Lassen Sie mich aber kurz noch mal in Erinnerung rufen, worum es eigentlich inhaltlich geht. Mit unserer Inklusionsstrategie wollen wir dafür sorgen, dass alle Kinder und Jugendlichen die bestmögliche individuelle Förderung an unseren Schulen erhalten.

(Zuruf von Jens-Holger Schneider, AfD)

Schon heute ist Inklusion, also das gemeinsame Lernen von Kindern mit unterschiedlichen Voraussetzungen, von

der Hochbegabung bis hin zur Lernschwäche, an vielen Schulen bereits gelebte Realität. Und das wollen Sie nun, sehr geehrte Herren der AfD-Fraktion, stoppen. Sie wollen mit Ihren Anträgen die Rolle rückwärts machen in eine Vergangenheit des bildungspolitischen Trennens und Aussortierens der Kinder.

(Jens-Holger Schneider, AfD: Kein Stück!)

Das, sehr geehrte Damen...

Ja, doch, das haben wir ja gerade gehört.

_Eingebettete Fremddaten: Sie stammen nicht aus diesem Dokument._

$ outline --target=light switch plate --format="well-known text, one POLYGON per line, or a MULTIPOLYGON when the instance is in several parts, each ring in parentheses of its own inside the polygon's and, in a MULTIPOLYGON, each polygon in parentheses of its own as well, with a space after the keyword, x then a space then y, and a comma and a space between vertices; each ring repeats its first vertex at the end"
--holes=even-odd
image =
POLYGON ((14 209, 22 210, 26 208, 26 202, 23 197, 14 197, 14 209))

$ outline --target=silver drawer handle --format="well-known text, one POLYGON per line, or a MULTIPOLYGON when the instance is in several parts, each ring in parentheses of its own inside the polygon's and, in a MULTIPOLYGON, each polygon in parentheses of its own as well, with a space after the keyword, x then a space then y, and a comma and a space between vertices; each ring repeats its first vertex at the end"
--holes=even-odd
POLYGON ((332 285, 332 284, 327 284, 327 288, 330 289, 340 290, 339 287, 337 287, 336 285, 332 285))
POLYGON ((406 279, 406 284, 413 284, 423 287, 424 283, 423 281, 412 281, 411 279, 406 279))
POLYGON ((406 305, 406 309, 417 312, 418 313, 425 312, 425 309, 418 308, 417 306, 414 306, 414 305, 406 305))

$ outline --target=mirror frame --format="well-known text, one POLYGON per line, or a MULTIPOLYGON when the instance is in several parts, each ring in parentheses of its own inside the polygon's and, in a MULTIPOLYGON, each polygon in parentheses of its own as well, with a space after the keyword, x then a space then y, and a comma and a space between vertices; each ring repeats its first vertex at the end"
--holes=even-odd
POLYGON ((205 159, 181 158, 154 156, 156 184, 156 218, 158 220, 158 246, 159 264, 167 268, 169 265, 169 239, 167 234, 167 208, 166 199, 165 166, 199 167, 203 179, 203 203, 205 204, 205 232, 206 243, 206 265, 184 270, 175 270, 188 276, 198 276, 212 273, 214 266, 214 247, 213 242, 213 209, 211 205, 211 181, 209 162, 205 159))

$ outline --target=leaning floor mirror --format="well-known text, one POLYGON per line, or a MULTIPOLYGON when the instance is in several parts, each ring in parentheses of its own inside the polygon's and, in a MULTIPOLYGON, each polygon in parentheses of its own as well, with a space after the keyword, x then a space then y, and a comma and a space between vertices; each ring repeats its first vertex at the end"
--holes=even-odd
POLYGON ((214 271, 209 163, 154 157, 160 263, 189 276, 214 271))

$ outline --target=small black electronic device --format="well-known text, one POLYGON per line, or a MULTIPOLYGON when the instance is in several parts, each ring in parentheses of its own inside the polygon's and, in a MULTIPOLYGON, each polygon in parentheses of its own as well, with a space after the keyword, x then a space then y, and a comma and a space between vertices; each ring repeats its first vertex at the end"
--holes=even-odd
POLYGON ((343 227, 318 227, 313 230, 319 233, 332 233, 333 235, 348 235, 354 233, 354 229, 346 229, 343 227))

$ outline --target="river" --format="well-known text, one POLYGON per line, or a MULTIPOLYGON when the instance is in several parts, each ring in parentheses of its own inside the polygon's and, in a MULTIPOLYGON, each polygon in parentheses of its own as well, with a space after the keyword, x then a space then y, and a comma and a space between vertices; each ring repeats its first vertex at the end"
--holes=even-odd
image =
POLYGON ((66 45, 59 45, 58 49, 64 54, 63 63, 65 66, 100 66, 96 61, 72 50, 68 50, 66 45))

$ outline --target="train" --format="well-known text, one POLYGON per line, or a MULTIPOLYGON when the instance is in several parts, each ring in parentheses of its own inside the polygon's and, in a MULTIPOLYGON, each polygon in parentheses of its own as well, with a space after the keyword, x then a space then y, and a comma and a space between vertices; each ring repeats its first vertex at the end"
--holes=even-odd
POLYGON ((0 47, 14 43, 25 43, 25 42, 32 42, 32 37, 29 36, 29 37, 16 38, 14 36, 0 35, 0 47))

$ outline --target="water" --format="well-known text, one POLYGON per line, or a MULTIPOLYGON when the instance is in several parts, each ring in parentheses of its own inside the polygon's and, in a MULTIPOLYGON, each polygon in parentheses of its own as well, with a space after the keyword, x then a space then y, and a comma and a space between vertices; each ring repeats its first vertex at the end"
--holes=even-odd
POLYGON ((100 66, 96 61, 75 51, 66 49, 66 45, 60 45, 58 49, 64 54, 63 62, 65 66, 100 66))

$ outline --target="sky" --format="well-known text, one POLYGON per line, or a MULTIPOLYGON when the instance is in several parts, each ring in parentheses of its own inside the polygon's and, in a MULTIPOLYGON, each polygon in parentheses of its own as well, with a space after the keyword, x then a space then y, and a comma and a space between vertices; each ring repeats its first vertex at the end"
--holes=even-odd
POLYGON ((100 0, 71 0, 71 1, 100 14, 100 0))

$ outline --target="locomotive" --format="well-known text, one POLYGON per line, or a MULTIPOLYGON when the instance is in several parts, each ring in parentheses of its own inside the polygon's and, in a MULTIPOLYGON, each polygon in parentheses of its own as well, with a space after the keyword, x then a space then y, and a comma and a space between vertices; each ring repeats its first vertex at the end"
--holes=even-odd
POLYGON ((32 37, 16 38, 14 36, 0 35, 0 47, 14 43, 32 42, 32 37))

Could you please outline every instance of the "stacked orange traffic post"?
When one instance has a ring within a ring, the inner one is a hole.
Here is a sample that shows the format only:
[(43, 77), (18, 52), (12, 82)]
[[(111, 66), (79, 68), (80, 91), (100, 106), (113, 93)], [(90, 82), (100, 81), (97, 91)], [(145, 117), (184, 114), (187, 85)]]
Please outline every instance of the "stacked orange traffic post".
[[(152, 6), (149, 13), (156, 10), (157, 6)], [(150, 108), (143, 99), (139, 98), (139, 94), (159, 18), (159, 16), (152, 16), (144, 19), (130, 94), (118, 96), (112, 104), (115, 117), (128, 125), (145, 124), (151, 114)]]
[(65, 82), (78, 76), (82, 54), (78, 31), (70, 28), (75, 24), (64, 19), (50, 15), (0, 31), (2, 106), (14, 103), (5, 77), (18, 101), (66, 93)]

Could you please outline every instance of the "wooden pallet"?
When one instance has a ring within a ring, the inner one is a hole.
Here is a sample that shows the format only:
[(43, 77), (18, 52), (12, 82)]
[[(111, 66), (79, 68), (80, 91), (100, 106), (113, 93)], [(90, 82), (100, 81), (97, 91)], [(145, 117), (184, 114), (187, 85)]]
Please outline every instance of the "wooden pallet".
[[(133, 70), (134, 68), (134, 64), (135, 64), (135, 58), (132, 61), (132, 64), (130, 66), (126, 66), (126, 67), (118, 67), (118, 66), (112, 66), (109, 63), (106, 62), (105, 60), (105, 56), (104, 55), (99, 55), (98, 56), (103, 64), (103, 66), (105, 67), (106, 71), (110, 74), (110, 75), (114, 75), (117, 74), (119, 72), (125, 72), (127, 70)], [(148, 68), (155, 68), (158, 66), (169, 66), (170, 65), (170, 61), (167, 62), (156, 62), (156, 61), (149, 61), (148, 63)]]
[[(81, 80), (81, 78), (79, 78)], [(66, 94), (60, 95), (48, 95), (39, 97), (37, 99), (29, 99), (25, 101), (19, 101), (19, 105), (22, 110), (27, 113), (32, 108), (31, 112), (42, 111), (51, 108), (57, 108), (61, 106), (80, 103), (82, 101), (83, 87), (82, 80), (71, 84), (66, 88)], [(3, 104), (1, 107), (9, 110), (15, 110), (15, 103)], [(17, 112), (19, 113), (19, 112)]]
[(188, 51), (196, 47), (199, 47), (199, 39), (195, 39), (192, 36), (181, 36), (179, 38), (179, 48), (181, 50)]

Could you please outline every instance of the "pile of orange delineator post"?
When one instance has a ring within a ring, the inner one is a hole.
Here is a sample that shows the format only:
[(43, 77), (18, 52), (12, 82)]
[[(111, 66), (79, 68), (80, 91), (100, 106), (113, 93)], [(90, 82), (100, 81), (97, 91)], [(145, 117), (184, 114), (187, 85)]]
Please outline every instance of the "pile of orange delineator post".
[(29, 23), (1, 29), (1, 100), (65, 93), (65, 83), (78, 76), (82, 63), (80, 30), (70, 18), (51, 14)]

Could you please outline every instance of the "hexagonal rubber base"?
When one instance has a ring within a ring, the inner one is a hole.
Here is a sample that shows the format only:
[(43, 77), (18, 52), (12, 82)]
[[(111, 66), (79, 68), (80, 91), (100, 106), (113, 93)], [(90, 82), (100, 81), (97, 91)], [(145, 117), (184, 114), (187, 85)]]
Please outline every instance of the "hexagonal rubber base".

Und das, sehr geehrte Damen und Herren Abgeordnete, entspricht nicht meinem bildungspolitischen Verständnis.

(Beifall Andreas Butzki, SPD)

Mir geht es darum, dass wir allen Kindern die Möglichkeit eröffnen, sich bestmöglich zu entfalten, und das im besten Falle gemeinsam. Und warum das gut ist, dazu komme ich gleich noch.